Adalet felsefede önemli sorunlardan biridir. Hobbes’a göre genel bir gücün olmadığı yerde yasa, yasanın olmadığı yerde de adaletsizlik olmaz (Hobbes 1993, 95- 96). Doğa yasası olan adalet sözleşmeyle ortaya çıkmaktadır. İnsanlar yaptıkları sözleşmelere uymalıdırlar; uymadıklarında sözleşmeler anlamsızlaşmakta ve herkesin her şey üstündeki hakkı devam etmektedir (Hobbes 1993, 106). Adaletin kaynağı ve başlangıcı, sözleşmedir. Daha önce bir sözleşme olmadığından hiçbir hak devredilmemiştir ve herkesin her şey üstündeki hakkı devam etmiştir. Yapılan bir sözleşmenin ihlali adaletsizliktir. Adaletsiz olmayan her şey adildir (Hobbes 1993, 106). Tarafların sözleşmeye uymadıklarında büyük bir cezaya çarptırılma korkusu onları sözleşmeye bağlı kalmaya zorlamaktadır. Sözleşmeyle elde edilen mülkiyeti koruyacak zorlayıcı bir güç de gereklidir. Devletin kurulmasından önce böyle bir güç yoktur. Adalet, herkese kendisinin olanı sürekli olarak vermek iradesidir. Bu nedenle, kendisinin, yani mülkiyetin olmadığı yerde adaletsizlik de yoktur. Kurulmuş zorlayıcı bir gücün, yani devletin olmadığı yerde de mülkiyet yoktur. Herkes her şey üstünde hak sahibidir. Dolayısıyla devletin olmadığı bir yerde adalete aykırı hiçbir şey yoktur. Adaletin doğası, geçerli sözleşmelere uyulmasıdır. Fakat sözleşmelerin geçerliliği insanları onlara zorlayacak bir devlet gücünün kurulmasıyla başlar ve mülkiyet de devletle birlikte ortaya çıkar (Hobbes 1993, 10). Egemenin görevi, halkın güvenliğinin sağlanmasıdır. Egemen, bu görevi nedeniyle doğa yasasına bağlıdır ve bunun hesabını, sadece doğa yasasını yaratan Tanrı’ya vermekle yükümlüdür. Güvenlik, sadece koruma değil, aynı zamanda, her insanın meşru emeğiyle, devlete tehlike veya zarar gelmeksizin elde edeceği hayatın bütün konforlarını içermektedir (Hobbes 1993, 234). Toplum sözleşmesini insanlığın başlangıcına koyan Hobbes’un devletle adalet arasında kurduğu ilişki tutarlıdır. Sözleşme’de bütün hakların yönetime verilmesi halkın da itaat etmekle yükümlü olması adaletli olup olmadığı tartışılmamaktadır. Sözleşmenin çerçevesinde oluşan ve mülk kayıplarıyla gerçekleşen sınıflar da adalet konusu olmamaktadır. Emeğin korunması devletin görevleri arasında sayılmamakta ve onun sömürülmesi adalet sorunu olarak görülmemektedir.

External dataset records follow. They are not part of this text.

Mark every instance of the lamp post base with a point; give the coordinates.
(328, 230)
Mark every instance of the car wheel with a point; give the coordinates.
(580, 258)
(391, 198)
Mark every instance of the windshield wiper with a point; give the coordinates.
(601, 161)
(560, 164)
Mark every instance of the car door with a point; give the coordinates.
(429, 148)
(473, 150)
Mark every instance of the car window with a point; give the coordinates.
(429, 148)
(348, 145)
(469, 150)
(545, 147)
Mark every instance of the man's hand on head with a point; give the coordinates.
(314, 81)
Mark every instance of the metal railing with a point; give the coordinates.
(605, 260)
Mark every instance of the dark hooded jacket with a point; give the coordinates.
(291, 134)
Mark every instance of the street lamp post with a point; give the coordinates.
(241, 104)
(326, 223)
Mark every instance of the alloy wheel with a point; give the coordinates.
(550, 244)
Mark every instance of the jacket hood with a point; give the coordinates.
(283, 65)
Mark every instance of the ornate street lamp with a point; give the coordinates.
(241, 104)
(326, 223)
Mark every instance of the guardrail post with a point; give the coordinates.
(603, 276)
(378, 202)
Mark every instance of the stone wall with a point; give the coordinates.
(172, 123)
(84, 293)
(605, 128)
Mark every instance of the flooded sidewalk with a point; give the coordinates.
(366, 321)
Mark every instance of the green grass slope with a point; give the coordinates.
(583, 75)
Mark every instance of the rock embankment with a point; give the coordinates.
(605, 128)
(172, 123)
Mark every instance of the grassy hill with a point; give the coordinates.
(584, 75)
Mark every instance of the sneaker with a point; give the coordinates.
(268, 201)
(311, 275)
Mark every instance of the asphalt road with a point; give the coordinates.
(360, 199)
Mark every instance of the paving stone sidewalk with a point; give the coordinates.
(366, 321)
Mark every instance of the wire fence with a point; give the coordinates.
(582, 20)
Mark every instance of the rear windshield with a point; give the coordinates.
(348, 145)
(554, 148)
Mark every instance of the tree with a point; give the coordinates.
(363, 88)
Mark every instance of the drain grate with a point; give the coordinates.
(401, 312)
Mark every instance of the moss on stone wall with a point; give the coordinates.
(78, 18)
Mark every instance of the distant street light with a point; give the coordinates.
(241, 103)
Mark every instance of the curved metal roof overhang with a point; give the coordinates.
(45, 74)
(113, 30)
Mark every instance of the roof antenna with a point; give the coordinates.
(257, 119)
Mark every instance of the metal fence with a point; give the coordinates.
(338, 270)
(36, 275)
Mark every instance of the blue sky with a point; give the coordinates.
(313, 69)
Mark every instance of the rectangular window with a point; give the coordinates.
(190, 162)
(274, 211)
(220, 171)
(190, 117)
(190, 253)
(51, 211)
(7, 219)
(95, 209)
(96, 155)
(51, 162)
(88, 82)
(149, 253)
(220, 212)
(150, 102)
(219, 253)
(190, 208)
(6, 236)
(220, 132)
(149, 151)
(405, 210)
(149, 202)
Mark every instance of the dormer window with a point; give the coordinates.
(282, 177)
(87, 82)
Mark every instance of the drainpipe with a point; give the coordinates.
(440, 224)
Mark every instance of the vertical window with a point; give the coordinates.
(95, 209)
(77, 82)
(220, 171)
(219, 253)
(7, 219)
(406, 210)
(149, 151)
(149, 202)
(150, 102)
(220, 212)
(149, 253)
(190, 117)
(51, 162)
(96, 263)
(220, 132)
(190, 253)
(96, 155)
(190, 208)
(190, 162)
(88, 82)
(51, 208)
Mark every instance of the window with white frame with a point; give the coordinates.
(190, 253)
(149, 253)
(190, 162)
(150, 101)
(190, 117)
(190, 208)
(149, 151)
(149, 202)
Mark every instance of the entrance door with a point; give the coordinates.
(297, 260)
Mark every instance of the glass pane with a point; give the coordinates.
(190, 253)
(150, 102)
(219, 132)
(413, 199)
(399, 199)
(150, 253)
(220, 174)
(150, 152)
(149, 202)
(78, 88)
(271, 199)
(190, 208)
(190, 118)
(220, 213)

20.yüzyıl düşünürlerinden Rawls adaletle ilgili şu soruyu sormaktadır: Makul dini, felsefi ve ahlaki doktrinlerin etkisiyle ciddi biçimde farklılaşmış özgür ve eşit vatandaşların oluşturduğu bir toplumun, adalet ve istikrar içerisinde uzun süre varlığını sürdürmesi nasıl mümkündür? (Rawls 2007, 50). Adalet sorunu, sistemi kurup geliştiren toplumlar da dahil gündemdeki yerini korumaktadır. Rawls’un adalet anlayışına şiddetle karşı çıkan Hayek (20.yy), Sosyal Adalet hakkında şunları söylemektedir: Biz insanlar yaşayabilir-olmayan ahlak sistemlerini hiç tanımayız ve uygulamada herhangi bir yerde görmeyiz; çünkü onları deneyen toplumlar hızla ortadan kaybolurlar. Yaygın olarak saygı gören azizler çok kere böyle ahlak sistemlerini öğütlemektedirler. Çöküş halinde olan toplumlar da genellikle, bu kabil ahlak reformcularının öğretilerini dinleye gelen ve toplumlarının yıkıcılarını hala iyi insanlar olarak yücelten toplumlardır. Sosyal Adaletin kutsal kitabı, çok kere, daha da sefil duygulara hitap etmektedir: Kendinden iyi durumda olanlardan hoşlanmamak ve açıkçası kıskançlıktır. Mill’in deyişiyle, “bütün tutkuların en anti-sosyal ve en zararlısıdır. Bir kısım insan zengin olurken başka insanların temel ihtiyaçlarını karşılayamamasını bir rezalet olarak gösteren, adaletle hiç ilgisi olmayan bir şeyi adalet adıyla kamufle eden ve büyük zenginliğe yönelik olan bir düşmanlıktır (Hayek 2012, 338). Hayek, toplumsal sorunların çözümünde baskın olan liberal sistemin başarılı olduğunu düşünmekte haklıdır. Ancak insanlar arasındaki eşitsizliğin ve bu eşitsizliğin sistemi tehdit ettiğini göz ardı etmiş olabilir. Özgür insanlar eşitsizliğin yarattığı ve yaratacağı sorunları yine eşitsizlik üzerinden aşabileceklerini öngörmektedirler.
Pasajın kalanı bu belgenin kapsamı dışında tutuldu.